LOST IN THE STREAM OF STREAMING
PROLOG – TOP TEN SWIPER
SWIPESWIPESWIPESWIPESWIPESWIPESWIPESWIPESWIPESWIPESWIPE
SWIPESWIPESWIPESWIPESWIPESWIPESWIPESWIPESWIPE
SWIPESWIPESWIPESWIPESWIPESWIPESWIPE
SWIPESWIPESWIPESWIPE
SWIPESWIPESWIPE
SWIPESWIPE
SWIPE
AHHHHH…ich kann es einfach nicht lassen, ich bin swipesüchtig, oder auch, je nach Device, klicksüchtig. KLICK, SWIPE, KLICK, SWIPE…und so weiter, kein entrinnen.
Angefangen und gefangen, gefangen im endlosen Raum des Streams of Streaming.
Ach, was waren das noch für Zeiten, als man nur Langspielplatten und Musikkassetten am Start hatte und nicht swipen oder klicken konnte. Wer hatte schon Lust im schummrigen Halblicht die dunklen Rillen zwischen den Songs zu finden, oder an den Anfang des nächsten Songs zu spulen.
Und heute….ich bin klein, will auch immer artig sein….heute bin ich am Start, wenn es um die Zukunft der Musik geht.
Es liegen aber auch dunkle Zeiten hinter der Musikindustrie.
Der CD-Silberling brachte eine neue ökonomisch goldene Ära und niemand konnte sich vorstellen, dass diese Zeiten einmal enden würden. Große Feiern, große Ziele und doch alles an die Wand gefahren.
Es ist aber auch ärgerlich, wenn man sich selbst auf der Party der unbegrenzten CD-Möglichkeiten feiert und dann schlendert plötzlich ein nicht geladener Gast vom Fraunhofer-Institut mit einem feisten Grinsen auf die Tanzfläche. „Hallo, mein Name ist Mp3 und das hier ist übrigens mein Kumpel Napster“.
Der Rest ist traurige Musikindustriegeschichte, die den Spruch „Wenn zwei sich streiten dann freut sich der Dritte“ mehr als bestätigt.

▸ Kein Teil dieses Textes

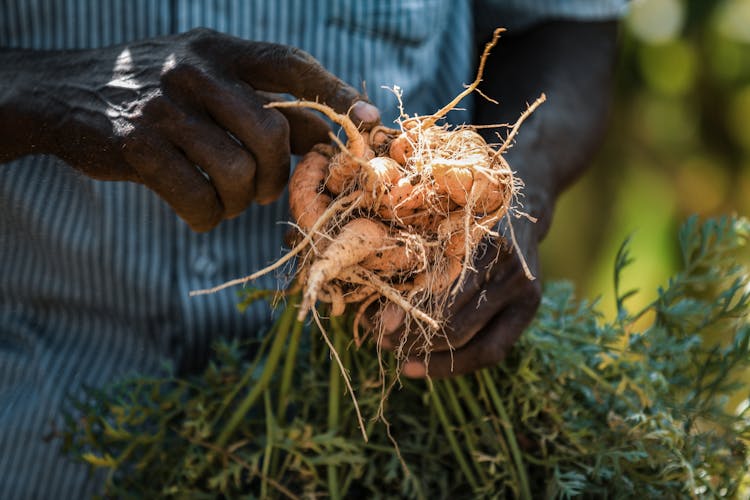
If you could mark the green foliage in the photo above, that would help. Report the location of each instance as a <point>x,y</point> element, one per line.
<point>636,406</point>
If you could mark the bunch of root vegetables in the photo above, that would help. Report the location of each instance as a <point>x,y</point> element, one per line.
<point>394,217</point>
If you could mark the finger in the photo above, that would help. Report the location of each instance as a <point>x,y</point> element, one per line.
<point>306,128</point>
<point>503,289</point>
<point>487,349</point>
<point>264,132</point>
<point>165,170</point>
<point>480,299</point>
<point>230,167</point>
<point>284,69</point>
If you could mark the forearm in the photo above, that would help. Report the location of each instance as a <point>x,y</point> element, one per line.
<point>572,63</point>
<point>19,113</point>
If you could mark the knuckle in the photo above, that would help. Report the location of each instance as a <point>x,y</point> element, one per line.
<point>201,35</point>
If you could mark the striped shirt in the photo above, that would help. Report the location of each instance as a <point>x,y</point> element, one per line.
<point>95,275</point>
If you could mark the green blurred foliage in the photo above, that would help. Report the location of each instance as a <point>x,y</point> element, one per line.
<point>678,143</point>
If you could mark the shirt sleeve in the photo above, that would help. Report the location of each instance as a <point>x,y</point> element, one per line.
<point>521,14</point>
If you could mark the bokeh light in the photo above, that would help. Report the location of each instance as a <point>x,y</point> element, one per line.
<point>678,144</point>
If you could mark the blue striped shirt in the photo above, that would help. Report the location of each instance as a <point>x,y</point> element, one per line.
<point>95,275</point>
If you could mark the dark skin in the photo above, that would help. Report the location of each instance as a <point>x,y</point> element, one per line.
<point>184,116</point>
<point>572,63</point>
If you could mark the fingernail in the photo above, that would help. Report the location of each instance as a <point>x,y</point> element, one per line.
<point>414,369</point>
<point>365,112</point>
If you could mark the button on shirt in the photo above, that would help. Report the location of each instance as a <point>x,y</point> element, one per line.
<point>94,276</point>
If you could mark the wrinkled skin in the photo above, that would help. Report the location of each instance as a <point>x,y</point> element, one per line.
<point>182,115</point>
<point>572,63</point>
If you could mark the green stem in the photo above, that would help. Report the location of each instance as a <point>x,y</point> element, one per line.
<point>282,324</point>
<point>269,369</point>
<point>467,431</point>
<point>452,441</point>
<point>267,457</point>
<point>509,434</point>
<point>334,405</point>
<point>290,363</point>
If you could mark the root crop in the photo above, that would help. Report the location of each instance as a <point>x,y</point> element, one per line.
<point>396,215</point>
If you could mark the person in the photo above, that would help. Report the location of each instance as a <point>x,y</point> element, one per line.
<point>166,97</point>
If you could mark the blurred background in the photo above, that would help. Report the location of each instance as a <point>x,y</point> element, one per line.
<point>678,143</point>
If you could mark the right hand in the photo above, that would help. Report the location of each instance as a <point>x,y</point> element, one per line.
<point>182,115</point>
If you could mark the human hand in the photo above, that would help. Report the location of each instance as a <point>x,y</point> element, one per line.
<point>571,62</point>
<point>494,306</point>
<point>183,115</point>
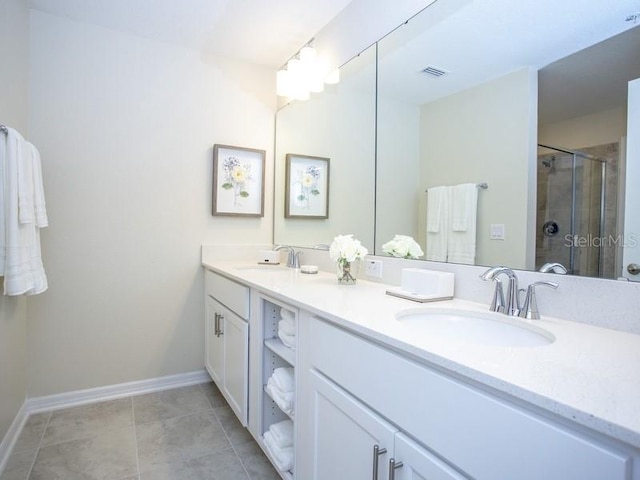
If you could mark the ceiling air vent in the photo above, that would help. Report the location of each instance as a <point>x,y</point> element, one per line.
<point>434,71</point>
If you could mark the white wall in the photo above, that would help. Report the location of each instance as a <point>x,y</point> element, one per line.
<point>338,124</point>
<point>126,127</point>
<point>14,52</point>
<point>599,128</point>
<point>398,183</point>
<point>483,135</point>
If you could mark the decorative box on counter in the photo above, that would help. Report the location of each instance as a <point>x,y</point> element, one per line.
<point>422,285</point>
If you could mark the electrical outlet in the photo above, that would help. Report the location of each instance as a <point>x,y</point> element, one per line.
<point>374,268</point>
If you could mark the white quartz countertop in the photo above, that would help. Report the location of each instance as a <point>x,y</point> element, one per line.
<point>589,375</point>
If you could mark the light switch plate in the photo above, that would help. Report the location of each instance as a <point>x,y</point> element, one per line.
<point>496,231</point>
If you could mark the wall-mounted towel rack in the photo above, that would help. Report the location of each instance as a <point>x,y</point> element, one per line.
<point>481,186</point>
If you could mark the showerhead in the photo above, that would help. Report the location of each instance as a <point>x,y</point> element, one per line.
<point>549,162</point>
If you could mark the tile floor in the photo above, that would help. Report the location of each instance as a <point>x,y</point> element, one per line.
<point>187,433</point>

Hätte, hätte, man sich unter den Majors doch liebgehabt,
hätte, hätte die GEMA nicht so rumgezickt,
hätte, hätte man Handys hergestellt……, dann wäre man Apple…
…und Apple war der Dritte der sich freute und mit itunes die Downloadplattform launchte die die Plattenfirmen auch gerne gehabt hätten (Does anyone remember „Phono Line“?).
Schon komisch, dass immer die Anderen der Musikindustrie zeigen, wie moderner Musikvertrieb funktioniert.
Dem Gast namens „Mp3“ ist das Grinsen inzwischen vergangen und er hat auch keine Lust mehr zu tanzen, er sitzt inzwischen nur noch an der Bar und lässt sich volllaufen, es will ja eh keiner mehr etwas von ihm wissen (selbst sein Kumpel Napster hat ihn verlassen). So langsam löst er sich in seine Einsen und Nullen auf und in ein paar Jahren ist er ganz verschwunden, während die arrogante „CD“ in silbernen Glitzerklamotten, noch immer eng umschlungen mit der elegant in schwarz gekleideten „Vinyl“ einen langsamen Walzer tanzt, den „DJ Stream“ in seiner unendlichen Güte aus seiner Playlist „Retro“ geswipt hat.
Da sind wir nun, im hier und jetzt.
MUSIKSTREAMING, natürlich nicht von der Plattenindustrie erfunden, ist der neue Heilsbringer für alle, für dich, für mich, für den Plattenboss und für die Künstler.
Entschuldigung, wer hat da „Nope“ reingerufen? Egal, muss wohl ein Musiker gewesen sein, wird sich schon beruhigen.
Neu ist das Streamen von Musik ja nicht wirklich, schließlich gibt es schon ewig Internetradios und auf MySpace (na, wann warst du das letzte Mal auf MySpace?) und bei YouTube konnte man auch schon immer Musik anhören, allerdings selten mit Genehmigung der Urheber.
Während sich die Plattenfirmen um die Abmahnungen der illegalen Uploader und Downloader kümmerten und vor Zukunftsangst erstarrten, fummelten zukunftsorientierte Menschen in Schweden bei Knäckebrot und Surströmming an einer Musikstreaminglösung herum. Die Gründer von Spotify Daniel EK und Martin Lorentzon sammelten fleißig Musiklizenzen ein und 2008 begann dann das neue Zeitalter des Musikhörens.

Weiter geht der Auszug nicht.